Hannah’s eyebrows went as high as they could. “You don’t know what I’m talking about? Then what on earth has Mr. Pilgrim been saying to you? Tell me, please, Mr. Corder. I must know.”
Mr. Corder reddened above his beard. “He was talking about you,” he said reluctantly.
“About me? About me? Oh, I see,” she said slowly. “Yes, we’re very much alike. Poor Mr. Pilgrim! How disappointing for him!”
“Why should it be disappointing for him?” Robert Corder asked with an acuteness she had not been prepared to meet.
“He’s that kind of man, isn’t he? And you are even more generous than I thought.”
“Too generous, I am afraid,” he said, for he was not sure that he was wise in associating himself with what proved to be Miss Mole’s own views, and he could not forbear expressing his doubts and his general uneasiness by adding, “It must be a remarkable likeness.”
“It is,” Hannah said, and with that she turned to go, and again, a bad sign, he called her back.
“Just to clear things up, Miss Mole—”
“But I thought you didn’t want to!”
He frowned again. He was not used to having his words brought up against him. “For your own sake,” he said, and her enigmatic smile was a goad, quickening his temper. “Your cousin seems to have been living in her own little house in a part of the country known to Mr. Pilgrim. It’s an odd coincidence that you should both have a little house in the country.”
“Not at all. She was in mine.” All Hannah’s desire to enlighten Mr. Corder had gone. This was better sport, and the rules of the game demanded that she should take risks, but save her life. She had an exquisite enjoyment in watching for the feints of her adversary, and into her mind, stored with detached, incomplete pieces of information, there darted all the fencing terms she had ever heard, those bright, gleaming words with the ring of steel and the quick stamping of feet in them. She had the advantage of him. She knew what she was going to do, and she knew that he had no plan of action and she felt that she had him on her point, but, behind the temporary excitement, there was waiting for her the moment when she would have to tell herself that, for all its outward gallantry, this was a sorry, sordid business.

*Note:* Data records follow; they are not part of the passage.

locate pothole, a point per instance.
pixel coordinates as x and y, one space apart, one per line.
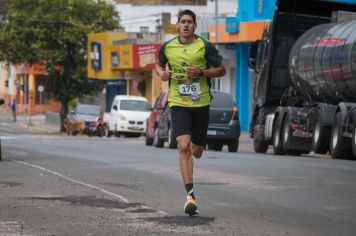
182 220
210 183
9 184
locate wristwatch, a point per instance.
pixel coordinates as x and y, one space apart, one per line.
201 73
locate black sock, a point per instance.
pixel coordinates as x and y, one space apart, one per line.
190 190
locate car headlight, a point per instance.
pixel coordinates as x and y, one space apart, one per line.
121 117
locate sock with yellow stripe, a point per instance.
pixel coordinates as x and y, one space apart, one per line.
190 190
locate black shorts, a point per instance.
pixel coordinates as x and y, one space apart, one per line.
193 121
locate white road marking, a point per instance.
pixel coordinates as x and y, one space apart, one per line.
84 184
75 181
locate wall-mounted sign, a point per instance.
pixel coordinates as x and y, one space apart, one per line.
95 55
232 24
115 59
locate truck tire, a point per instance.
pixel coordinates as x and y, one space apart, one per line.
107 131
157 141
172 142
321 135
338 143
217 147
286 136
354 142
277 142
233 146
260 145
148 140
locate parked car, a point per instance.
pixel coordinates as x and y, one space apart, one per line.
92 115
223 129
128 115
224 124
164 131
151 123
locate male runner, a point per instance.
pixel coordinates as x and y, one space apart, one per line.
192 61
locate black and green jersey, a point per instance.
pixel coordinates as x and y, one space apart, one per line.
184 91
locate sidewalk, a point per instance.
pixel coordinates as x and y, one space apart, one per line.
36 123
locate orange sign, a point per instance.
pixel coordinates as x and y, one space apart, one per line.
145 55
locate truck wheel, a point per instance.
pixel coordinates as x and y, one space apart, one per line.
338 144
259 145
157 141
148 140
107 131
233 146
321 135
354 142
217 147
286 137
172 142
210 146
277 144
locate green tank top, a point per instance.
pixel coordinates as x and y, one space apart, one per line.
184 91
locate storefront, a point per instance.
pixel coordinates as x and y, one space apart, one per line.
126 68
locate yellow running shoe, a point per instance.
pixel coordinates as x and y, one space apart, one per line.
190 207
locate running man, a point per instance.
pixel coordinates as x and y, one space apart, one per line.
191 61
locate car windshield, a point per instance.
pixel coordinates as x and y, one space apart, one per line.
134 105
221 100
89 110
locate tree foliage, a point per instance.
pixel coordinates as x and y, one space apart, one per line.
55 31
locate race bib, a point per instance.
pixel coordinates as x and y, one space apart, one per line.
189 89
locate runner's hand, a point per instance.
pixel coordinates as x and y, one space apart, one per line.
166 75
193 71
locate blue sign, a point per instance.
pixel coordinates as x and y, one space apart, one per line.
232 24
95 55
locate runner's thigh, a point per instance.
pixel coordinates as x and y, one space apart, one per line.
181 121
200 122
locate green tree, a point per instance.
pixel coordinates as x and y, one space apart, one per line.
55 31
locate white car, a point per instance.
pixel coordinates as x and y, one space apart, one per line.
128 115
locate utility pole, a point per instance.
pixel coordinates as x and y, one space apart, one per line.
216 21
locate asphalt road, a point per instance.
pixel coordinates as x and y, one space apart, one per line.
52 184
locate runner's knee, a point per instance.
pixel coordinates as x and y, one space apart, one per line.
183 143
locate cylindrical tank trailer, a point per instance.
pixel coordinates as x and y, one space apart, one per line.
322 63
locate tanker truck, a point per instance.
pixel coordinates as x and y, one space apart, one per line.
305 89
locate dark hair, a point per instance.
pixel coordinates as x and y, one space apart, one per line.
187 12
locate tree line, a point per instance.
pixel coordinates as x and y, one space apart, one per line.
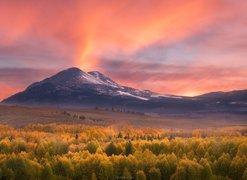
94 152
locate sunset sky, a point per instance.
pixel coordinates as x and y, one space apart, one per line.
182 47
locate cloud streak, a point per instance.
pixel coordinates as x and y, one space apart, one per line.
171 43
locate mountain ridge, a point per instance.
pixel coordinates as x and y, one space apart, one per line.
74 87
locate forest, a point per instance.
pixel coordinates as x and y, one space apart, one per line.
52 151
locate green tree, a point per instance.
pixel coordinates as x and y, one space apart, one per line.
92 147
112 149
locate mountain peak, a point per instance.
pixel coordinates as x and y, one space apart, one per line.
103 78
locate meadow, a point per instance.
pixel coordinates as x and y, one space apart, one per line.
51 151
55 143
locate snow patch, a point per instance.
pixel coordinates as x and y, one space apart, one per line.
128 94
167 96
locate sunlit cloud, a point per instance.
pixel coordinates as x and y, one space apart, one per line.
201 38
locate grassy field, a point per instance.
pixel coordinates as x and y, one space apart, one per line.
21 116
54 143
97 152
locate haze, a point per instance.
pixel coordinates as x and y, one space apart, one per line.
182 47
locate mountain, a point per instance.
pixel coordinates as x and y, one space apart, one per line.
76 88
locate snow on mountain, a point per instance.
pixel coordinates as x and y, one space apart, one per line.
131 95
166 96
103 79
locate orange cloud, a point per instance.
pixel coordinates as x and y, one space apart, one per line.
79 33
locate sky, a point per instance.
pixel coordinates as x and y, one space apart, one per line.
181 47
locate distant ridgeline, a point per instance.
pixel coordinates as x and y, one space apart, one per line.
76 88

Robert Corder brought it to an end with an unconvinced inclination of the head. “Thank you, Miss Mole. I don’t think you will have any more trouble with Mr. Pilgrim,” he said, and Hannah became aware of Mrs. Corder’s candid gaze. Whether she approved of these prevarications, Hannah could not be sure. In saving the younger of her daughters, Hannah was embarrassing the other, but would Mrs. Corder look favourably on Mr. Pilgrim as a husband for Ethel, and had Mr. Pilgrim any intention of asking for the privilege of the post? There was no knowing with Ethel. A kind word was enough to set her heart beating faster; she had probably built high hopes on the unsteady foundation of such compliments as would trickle easily from his lips, and Hannah found comfort in the thought that, if they really cared for each other, Robert Corder’s antagonism would not separate them forever.

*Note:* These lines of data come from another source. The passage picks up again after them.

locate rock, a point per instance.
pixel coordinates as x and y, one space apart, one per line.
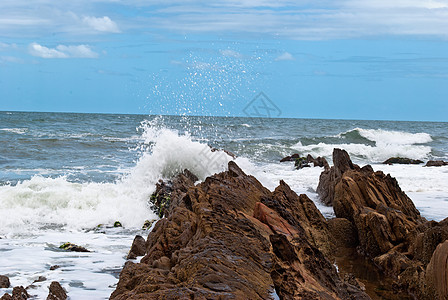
168 192
344 232
4 282
389 228
231 238
330 177
56 292
40 279
437 272
147 224
72 247
290 158
301 162
18 293
436 163
138 247
402 160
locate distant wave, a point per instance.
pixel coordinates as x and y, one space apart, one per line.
373 145
15 130
42 200
381 136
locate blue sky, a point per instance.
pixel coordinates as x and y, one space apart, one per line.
351 59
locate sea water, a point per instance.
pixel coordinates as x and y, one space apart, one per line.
69 177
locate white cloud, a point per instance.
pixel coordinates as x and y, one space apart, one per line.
104 24
231 53
62 51
285 56
5 46
10 59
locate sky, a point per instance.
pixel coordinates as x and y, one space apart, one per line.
349 59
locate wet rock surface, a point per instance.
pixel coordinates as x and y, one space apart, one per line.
302 162
390 231
402 161
4 282
231 238
56 292
436 163
18 293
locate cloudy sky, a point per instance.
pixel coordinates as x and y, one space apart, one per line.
370 59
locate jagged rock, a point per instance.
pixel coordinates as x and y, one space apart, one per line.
344 232
168 193
73 247
403 161
389 228
4 282
437 272
138 247
56 292
301 162
18 293
231 238
330 176
290 158
436 163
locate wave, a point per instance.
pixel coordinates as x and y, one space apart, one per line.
380 136
373 145
40 201
15 130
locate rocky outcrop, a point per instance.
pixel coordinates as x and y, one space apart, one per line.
436 163
4 282
302 162
56 292
231 238
18 293
72 247
389 229
402 161
138 247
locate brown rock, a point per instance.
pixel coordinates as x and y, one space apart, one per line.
403 161
209 246
436 163
344 232
56 292
19 293
138 247
4 282
437 272
389 228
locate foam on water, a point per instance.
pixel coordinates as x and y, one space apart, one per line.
386 144
41 200
15 130
40 214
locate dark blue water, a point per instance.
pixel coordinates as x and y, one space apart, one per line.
97 147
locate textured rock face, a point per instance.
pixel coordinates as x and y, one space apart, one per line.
138 247
402 161
4 282
56 292
389 229
231 238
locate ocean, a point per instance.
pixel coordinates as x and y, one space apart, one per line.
68 177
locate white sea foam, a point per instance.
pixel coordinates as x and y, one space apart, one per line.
390 137
387 144
57 201
31 207
15 130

That night, when she sat on Ruth’s bed and they discoursed on their favourite topic, which was where they would go when they had money and could travel, Hannah felt that, on the whole, she had done well. It was possible to be too careful about one’s own soul and, in trying to help two people, she might help neither. Moreover, Ruth’s queer, selfish affection was dear to her: it was worth lying for, and though there was the chance that some day, and perhaps soon, Ruth would hear about those lies, the chance had to be taken; and the saying of an old woman she had known in childhood came back to her, telling her that, in times of trouble, wisdom lay in living for one day at a time, but even that one day was more than Hannah felt she could endure.